A pesar de todo lo anterior, algunos discurren en torno a los contenidos de algunas leyes en busca de fundamentos jurídicos para que el presidente de la república llene las vacantes que se han producido en La Vega. Al parecer, escudriñan en las leyes 176-07, del Distrito Nacional y los municipios, 41-08, de función pública -ambas anteriores a la vigencia de los nuevos parámetros constitucionales, lo que no es un dato menor- y 247-12, orgánica de la Administración Pública; en cuyos análisis no puedo detenerme ahora. Apenas cabe decir que el ordenamiento vigente es definido por la esencia constitucional sobre la que hemos discurrido, la cual no puede ser contradicha sin sucumbir al artículo 6 cuando dispone que «[t]odas las personas y los órganos que ejercen potestades públicas están sujetos a la Constitución, norma suprema y fundamento del ordenamiento jurídico del Estado», y que «son nulos de pleno derecho toda ley, decreto, resolución, reglamento o acto contrarios a esta Constitución.»

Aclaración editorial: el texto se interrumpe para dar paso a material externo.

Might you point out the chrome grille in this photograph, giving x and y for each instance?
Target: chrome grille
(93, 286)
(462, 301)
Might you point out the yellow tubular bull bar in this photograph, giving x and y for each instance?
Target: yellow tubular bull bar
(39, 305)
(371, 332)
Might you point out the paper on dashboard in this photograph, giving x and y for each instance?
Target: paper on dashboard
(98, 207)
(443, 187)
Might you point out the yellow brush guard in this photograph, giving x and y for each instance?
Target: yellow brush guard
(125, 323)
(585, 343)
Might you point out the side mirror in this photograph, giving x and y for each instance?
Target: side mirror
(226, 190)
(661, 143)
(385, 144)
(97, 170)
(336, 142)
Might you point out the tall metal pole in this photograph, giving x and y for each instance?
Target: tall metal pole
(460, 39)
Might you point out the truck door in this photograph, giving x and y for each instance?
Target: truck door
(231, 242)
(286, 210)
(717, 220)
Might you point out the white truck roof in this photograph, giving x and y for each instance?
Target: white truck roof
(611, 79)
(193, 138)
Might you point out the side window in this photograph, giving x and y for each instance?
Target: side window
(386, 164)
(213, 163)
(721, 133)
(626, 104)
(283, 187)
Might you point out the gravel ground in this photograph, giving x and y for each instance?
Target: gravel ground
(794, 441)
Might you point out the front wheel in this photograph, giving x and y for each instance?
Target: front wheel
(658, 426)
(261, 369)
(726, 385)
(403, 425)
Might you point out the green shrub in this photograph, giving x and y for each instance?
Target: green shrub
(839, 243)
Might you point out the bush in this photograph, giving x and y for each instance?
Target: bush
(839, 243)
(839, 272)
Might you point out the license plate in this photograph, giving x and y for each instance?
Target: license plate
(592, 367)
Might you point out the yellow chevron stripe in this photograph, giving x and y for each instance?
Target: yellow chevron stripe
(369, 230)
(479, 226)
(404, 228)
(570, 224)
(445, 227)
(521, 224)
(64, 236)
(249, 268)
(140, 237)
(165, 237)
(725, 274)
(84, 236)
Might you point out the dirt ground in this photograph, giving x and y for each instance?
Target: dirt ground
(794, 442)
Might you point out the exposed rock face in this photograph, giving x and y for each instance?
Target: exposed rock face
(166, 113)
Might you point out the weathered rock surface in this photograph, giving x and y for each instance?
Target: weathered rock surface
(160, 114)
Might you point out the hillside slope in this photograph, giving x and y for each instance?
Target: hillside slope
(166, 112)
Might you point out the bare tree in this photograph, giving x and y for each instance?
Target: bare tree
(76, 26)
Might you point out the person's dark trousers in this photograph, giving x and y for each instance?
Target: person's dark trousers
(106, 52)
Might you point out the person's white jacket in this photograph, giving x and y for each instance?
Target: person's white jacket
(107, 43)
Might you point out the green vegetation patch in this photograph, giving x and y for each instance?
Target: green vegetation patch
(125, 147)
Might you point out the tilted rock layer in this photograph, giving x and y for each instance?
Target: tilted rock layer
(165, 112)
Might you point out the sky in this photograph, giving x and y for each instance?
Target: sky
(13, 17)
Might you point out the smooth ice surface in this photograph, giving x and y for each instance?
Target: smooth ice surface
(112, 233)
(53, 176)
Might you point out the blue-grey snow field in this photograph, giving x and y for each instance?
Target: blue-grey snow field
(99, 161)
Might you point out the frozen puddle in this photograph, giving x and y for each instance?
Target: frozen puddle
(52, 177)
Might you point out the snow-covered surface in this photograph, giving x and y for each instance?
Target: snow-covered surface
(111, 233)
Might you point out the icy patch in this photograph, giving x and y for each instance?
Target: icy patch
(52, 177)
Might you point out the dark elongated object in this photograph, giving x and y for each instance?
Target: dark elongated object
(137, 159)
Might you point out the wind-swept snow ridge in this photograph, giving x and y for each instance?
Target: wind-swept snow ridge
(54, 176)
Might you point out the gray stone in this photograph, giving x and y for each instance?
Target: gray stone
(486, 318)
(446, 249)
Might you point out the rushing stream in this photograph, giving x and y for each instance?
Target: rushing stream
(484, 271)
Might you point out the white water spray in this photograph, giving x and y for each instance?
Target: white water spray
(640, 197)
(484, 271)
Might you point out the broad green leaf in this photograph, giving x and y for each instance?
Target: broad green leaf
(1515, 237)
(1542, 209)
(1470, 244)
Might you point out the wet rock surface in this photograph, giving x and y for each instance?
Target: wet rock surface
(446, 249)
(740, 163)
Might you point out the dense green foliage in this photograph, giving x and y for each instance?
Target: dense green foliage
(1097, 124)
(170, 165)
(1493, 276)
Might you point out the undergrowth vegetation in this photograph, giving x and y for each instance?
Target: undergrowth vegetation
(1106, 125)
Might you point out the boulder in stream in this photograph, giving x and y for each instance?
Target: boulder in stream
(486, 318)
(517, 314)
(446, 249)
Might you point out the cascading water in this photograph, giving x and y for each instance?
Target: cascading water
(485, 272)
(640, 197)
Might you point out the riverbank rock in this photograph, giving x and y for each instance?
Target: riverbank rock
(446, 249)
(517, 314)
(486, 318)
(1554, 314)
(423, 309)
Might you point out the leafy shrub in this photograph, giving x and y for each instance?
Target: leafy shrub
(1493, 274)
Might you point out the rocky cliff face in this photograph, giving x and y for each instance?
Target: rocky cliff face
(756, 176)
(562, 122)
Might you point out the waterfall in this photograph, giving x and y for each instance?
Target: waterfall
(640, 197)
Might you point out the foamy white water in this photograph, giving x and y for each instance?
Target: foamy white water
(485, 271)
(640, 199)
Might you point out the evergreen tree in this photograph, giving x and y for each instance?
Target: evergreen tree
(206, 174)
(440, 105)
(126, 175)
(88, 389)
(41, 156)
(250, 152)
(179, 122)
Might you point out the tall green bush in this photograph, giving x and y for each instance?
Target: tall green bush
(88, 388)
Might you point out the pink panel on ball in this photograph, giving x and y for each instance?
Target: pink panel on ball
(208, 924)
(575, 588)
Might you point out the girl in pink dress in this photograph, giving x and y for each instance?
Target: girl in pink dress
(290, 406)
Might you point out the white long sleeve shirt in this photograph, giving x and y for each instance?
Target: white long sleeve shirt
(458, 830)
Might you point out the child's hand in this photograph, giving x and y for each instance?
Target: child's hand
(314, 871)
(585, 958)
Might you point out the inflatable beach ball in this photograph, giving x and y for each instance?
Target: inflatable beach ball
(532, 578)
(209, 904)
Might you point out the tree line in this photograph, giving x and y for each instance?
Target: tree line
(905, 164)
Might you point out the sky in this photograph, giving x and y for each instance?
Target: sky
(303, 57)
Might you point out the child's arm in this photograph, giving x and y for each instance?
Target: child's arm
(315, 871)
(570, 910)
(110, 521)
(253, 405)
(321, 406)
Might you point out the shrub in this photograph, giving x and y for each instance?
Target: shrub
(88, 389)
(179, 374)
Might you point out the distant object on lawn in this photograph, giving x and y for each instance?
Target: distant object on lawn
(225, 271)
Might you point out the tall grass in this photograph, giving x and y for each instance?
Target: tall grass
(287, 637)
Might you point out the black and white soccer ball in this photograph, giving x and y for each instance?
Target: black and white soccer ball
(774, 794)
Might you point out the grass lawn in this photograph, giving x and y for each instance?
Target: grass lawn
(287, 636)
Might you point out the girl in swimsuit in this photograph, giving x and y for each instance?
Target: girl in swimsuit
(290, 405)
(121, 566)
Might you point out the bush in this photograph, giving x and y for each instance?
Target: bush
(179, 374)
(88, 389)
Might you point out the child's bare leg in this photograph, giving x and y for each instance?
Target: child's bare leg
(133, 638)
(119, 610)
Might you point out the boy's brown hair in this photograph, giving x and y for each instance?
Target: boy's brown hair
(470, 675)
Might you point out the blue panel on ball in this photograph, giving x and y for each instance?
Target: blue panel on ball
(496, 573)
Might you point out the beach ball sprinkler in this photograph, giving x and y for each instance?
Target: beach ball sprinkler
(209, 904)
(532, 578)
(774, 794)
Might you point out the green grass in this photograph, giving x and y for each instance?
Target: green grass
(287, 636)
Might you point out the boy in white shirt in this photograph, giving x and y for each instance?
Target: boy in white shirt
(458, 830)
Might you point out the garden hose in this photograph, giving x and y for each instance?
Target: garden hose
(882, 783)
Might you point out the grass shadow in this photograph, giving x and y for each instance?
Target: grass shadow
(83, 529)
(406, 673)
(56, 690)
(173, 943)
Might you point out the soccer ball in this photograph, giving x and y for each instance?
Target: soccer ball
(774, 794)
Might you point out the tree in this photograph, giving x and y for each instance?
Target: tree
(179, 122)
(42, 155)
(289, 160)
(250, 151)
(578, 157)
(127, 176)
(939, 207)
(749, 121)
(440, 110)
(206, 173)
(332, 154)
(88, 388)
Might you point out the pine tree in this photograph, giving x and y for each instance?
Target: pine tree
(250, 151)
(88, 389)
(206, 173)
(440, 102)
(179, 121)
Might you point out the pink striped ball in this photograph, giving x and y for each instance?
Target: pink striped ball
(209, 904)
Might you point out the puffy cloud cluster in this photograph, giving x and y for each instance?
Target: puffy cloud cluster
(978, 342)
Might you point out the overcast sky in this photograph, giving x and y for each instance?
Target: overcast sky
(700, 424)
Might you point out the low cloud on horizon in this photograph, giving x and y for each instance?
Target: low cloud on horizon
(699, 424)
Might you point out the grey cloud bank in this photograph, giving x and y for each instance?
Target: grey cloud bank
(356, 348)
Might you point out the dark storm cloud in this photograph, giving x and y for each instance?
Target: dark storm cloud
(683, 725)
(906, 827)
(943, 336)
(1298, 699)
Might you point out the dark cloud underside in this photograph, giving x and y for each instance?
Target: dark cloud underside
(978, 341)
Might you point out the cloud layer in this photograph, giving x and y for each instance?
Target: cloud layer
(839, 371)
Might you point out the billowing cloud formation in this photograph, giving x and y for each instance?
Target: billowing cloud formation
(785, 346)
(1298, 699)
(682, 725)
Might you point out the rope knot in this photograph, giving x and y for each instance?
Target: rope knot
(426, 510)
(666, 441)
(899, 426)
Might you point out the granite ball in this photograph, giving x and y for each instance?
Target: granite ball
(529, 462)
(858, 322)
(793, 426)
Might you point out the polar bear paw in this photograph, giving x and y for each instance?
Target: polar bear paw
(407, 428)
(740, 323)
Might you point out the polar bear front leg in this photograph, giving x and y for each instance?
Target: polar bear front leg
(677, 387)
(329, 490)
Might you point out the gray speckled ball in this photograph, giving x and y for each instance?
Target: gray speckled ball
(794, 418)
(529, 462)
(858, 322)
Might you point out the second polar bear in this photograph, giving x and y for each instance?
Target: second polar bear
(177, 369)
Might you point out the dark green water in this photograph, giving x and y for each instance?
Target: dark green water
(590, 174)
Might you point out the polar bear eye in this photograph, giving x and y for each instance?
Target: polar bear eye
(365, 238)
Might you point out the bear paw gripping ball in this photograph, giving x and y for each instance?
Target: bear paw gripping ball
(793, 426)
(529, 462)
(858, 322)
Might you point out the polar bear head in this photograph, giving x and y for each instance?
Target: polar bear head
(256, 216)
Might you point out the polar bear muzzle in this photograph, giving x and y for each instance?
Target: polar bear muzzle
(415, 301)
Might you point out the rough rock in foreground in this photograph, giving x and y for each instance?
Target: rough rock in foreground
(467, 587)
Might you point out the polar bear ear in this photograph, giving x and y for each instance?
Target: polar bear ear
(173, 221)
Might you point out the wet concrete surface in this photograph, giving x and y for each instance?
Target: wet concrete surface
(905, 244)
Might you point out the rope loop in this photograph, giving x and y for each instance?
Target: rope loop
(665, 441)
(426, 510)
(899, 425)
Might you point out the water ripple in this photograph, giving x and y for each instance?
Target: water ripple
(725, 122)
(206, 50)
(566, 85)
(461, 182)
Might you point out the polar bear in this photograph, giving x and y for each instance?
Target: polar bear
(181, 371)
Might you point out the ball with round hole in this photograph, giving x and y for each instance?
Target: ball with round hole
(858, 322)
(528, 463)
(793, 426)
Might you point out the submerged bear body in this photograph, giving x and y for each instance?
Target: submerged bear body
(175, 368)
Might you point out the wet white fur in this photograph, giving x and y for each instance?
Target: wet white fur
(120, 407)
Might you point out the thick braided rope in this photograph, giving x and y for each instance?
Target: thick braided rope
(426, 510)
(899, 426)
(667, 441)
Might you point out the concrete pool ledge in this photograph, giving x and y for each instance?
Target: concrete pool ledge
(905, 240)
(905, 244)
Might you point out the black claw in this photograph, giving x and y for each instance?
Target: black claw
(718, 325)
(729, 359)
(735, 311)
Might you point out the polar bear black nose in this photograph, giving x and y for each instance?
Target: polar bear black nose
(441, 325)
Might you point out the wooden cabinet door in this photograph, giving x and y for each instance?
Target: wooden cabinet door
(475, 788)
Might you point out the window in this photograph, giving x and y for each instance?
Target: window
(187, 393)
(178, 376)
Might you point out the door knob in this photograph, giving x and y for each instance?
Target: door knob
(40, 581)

En fin, que la solución del problema en comento no puede provenir del presidente de la república, pues ya no tiene facultades para ello. En el Estado social y democrático de Derecho al que nos conduce la CRD no es posible que él nombre ministro a un alcalde y, además, designe un nuevo alcalde en la demarcación que, con sus votos, eligió al que ahora forma parte del gobierno, eventualidad esta última que, por demás, sería un nefasto precedente institucional. Para afrontar este asunto -como dije al inicio, si no inédito, al menos raro-, harán falta la mejor inteligencia nacional y, sobre todo, el más auténtico compromiso democrático, ese que deja a un lado intereses particulares y recala en el respeto y fortalecimiento del señorío constitucional en nuestra vida republicana y que, por demás, siempre tiene presente que, como se ha repetido hasta la saciedad, no hay democracia sin demócratas.